Qual foi o aspecto mais difícil de entrar no meio da temporada?

BRUNO SENNA:
 Com certeza não conhecia os pneus e seu comportamento. Você só tem uma noção dos pneus depois de guiar com eles, então não foi fácil entrar em uma corrida no seco sem ter feito voltas com o tanque cheio, mas fiquei feliz com minha corrida e consistência.
 
Quando você acha que estará 100% confortável com o carro?

BRUNO SENNA:
 É difícil prever, mas espero que não demore muito tempo. Sou muito privilegiado por ter uma grande equipe a meu redor me dando todo o apoio necessário para acelerar meu aprendizado.
 
Você consegue colocar em palavras a diferença entre pilotar a Renault e o carro com que correu ano passado?

BRUNO SENNA:
 Claro que é muito bom pilotar um carro de uma equipe que ganhou campeonatos e tem tanta história e também o R31 é muito mais desenvolvido. É um carro que me dá mais prazer e confiança para pilotar no limite; é mais rápido, então quanto mais rápido você é, mais prazer você sente.

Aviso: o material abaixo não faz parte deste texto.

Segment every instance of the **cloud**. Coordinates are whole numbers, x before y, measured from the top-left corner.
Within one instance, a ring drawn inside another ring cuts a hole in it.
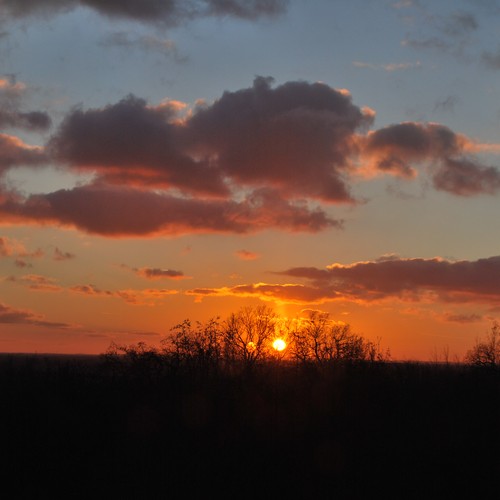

Agora estou correndo por pontos com uma equipe competitiva e vou tentar me desenvolver como piloto tanto quanto possível.
 
O que você acha que pode aportar à equipe nesta segunda metade da temporada?

BRUNO SENNA:
 Sempre consegui dar boa informação sobre o carro. Estou confiante de que conseguirei ajudar a acertar bem o carro para a classificação e a corrida. Acredito que aprendo rápido, então vou usar todo o conhecimento que construí nos últimos seis meses como terceiro piloto, como participar do lado técnico, para ajudar a deixar a melhor impressão que puder e dar à equipe a melhor chance de voltar a marcar pontos. Não tenho dúvida de que o time estará me apoiando para termos sucesso.
 
Sobre o que você normalmente conversa com outros pilotos?

BRUNO SENNA:
 Normalmente quando você está no circuito fala sobre as condições da pista e às vezes como você faz certas curvas. Então sempre que estou com caras experientes, especialmente os brasileiros, Massa e Rubens, pergunto o que eles estão fazendo, se estão fazendo determinada curva de pé embaixo, se estão usando a DRS. Eles me ajudam muito.
 
Ayrton disse ‘se você pensa que sou rápido, deveria ver meu sobrinho’?

BRUNO SENNA: 
Não há nenhuma pressão nisso, não é? Ele realmente disse isso. Claro que ele me elogiava quando pilotava karts contra ele na fazenda e tinha tempos de volta similares, ainda que eu tivesse oito ou nove anos, e claro que era divertido, porque ele sempre tentou manter o espírito competitivo em mim, sempre tentando competir comigo e me fazendo tentar batê-lo. Espero que ele não esteja errado.